July 17, 2025 - AI Engineer RAG¶
🎯 Daily Goals¶
- Review Anki Deck
- Lumosity training
- Finished AI Engineering RAG Chapter
📝 What I learned:¶
AI Engineer Book¶
The comparison between term-based retrieval and embedding-based retrieval¶
Metrics for evaluation¶
For retrieved documents only - Context Precision: The percentage of relevant documents among all retrieved ones - Context Recall: The percentage of retrieved documents among all relevant ones
Document ranking
This expects the most important documents should be retrieved first
- NDCG (normalized discounted cumulative gain)
- MAP (Mean Average Precision)
- MRR (Mean Reciprocal Rank)
Embedding
We should also evaluate the retriever with the model as a whole.

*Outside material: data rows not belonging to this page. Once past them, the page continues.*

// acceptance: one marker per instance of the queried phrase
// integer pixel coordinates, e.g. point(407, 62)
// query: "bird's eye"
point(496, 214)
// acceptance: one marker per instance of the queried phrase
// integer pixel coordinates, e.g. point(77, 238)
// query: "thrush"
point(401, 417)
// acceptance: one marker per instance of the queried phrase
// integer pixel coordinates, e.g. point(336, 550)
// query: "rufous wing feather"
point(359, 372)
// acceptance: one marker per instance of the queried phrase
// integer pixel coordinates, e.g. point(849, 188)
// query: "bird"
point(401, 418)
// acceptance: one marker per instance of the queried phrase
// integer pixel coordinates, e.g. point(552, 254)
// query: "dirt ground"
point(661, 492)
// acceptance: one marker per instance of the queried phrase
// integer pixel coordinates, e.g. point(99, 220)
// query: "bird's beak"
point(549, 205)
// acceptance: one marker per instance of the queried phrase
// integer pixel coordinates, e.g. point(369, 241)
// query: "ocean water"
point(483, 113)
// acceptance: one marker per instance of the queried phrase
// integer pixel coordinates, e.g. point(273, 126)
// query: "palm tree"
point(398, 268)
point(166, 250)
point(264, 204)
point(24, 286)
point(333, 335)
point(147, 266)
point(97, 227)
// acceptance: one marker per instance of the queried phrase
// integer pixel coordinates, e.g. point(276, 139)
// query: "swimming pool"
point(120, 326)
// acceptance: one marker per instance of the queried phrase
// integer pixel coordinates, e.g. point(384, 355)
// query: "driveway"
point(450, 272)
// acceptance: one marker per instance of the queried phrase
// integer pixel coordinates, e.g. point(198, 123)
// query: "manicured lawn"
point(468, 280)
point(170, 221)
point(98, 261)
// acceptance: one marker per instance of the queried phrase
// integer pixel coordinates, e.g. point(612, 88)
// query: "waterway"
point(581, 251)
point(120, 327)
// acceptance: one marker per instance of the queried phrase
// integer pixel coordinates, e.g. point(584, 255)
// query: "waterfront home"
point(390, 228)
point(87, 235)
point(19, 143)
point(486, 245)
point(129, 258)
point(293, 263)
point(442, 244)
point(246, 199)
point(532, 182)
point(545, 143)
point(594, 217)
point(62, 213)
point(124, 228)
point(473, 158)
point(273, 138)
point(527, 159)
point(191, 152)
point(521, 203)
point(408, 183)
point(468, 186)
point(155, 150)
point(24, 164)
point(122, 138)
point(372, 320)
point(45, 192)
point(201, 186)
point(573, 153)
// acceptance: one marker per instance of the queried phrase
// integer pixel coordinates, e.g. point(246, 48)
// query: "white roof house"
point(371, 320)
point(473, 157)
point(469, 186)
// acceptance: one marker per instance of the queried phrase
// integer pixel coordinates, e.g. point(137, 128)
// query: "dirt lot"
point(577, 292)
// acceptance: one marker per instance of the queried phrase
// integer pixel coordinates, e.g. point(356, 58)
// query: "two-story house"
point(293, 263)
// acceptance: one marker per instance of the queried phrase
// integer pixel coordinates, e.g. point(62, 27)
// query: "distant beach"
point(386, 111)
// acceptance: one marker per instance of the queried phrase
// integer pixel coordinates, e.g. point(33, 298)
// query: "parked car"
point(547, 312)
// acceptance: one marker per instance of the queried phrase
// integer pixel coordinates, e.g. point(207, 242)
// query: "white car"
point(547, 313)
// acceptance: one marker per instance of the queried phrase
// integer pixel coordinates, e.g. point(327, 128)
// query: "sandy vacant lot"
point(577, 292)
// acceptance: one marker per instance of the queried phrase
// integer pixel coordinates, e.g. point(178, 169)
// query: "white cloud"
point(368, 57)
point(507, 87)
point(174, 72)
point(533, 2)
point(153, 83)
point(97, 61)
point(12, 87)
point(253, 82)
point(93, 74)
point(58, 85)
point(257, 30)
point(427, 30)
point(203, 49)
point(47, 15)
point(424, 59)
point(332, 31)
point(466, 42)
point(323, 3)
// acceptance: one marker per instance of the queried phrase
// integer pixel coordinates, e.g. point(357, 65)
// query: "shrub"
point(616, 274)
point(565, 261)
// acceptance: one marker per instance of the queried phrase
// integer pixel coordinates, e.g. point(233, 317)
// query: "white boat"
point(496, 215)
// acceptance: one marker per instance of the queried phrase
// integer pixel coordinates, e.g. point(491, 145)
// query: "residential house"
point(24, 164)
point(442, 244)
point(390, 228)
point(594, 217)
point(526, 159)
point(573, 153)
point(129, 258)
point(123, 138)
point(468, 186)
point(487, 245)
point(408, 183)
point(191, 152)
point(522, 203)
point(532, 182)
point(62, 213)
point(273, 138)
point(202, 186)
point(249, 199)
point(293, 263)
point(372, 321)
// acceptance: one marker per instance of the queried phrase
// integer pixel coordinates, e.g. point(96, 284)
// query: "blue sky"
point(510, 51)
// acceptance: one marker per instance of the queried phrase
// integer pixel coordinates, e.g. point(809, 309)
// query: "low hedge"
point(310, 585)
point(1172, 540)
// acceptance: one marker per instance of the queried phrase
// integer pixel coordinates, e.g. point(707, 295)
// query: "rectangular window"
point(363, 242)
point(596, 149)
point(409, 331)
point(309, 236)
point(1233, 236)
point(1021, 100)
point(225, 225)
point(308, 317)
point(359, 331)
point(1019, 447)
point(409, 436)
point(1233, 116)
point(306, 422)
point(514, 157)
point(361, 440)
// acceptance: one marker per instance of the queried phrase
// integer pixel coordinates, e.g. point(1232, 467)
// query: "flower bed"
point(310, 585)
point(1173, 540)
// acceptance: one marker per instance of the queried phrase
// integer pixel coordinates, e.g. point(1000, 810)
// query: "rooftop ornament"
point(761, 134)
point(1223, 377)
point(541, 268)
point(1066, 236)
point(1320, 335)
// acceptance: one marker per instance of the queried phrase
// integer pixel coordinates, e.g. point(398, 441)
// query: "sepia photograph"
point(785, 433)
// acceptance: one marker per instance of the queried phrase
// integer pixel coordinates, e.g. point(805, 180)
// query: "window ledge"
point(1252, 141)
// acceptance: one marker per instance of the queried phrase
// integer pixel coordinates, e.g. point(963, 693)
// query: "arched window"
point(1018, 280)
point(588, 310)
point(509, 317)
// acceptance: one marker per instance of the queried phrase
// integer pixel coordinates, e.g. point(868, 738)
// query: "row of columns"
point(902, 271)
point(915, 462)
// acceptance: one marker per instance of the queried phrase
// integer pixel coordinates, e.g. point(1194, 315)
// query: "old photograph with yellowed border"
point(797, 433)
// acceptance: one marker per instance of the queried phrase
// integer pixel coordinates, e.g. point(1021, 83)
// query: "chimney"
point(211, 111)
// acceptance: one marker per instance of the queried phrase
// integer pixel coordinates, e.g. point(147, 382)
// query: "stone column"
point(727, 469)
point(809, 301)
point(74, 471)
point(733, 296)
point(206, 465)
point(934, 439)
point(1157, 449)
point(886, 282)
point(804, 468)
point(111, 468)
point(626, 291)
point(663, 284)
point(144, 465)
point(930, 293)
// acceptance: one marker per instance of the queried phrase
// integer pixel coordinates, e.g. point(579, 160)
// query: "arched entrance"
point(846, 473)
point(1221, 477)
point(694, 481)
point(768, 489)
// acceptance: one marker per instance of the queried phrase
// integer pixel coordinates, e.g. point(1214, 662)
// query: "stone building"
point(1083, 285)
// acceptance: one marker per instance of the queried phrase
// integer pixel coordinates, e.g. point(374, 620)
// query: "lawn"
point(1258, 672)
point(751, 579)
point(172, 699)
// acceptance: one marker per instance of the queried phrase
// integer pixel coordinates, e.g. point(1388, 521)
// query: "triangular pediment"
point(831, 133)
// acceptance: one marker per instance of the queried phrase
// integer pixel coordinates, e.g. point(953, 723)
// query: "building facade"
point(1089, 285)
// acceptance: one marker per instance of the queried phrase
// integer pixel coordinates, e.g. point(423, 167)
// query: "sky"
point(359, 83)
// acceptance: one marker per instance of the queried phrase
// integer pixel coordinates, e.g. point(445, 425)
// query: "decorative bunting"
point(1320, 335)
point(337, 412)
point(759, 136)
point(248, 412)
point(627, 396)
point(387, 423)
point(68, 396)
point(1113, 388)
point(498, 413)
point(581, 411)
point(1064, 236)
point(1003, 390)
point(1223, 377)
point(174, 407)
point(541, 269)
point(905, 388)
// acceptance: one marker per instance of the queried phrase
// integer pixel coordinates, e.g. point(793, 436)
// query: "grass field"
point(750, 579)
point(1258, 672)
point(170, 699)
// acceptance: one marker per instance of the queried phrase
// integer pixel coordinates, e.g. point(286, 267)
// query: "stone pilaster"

The evaluation would be talked about in the future chapters
Note
The most time consuming part of a RAG system is actually the output generation. The embedding generation and vector search is actually minimal when compared to it.
Design choice of retrieval system¶
Mainly, we consider two parts, indexing cost and querying quality.
To improve query quality, we use more detailed index which takes much more time and memory to create and thus getting higher query quality. One example of index of this kind is: HNSW
To reduce index cost, we can use simpler index like LSH. This is easier to build and yet results in slower and less accurate queries.
We also have control over the ANN algorithm used during retrieval. Check the performance for each of them here.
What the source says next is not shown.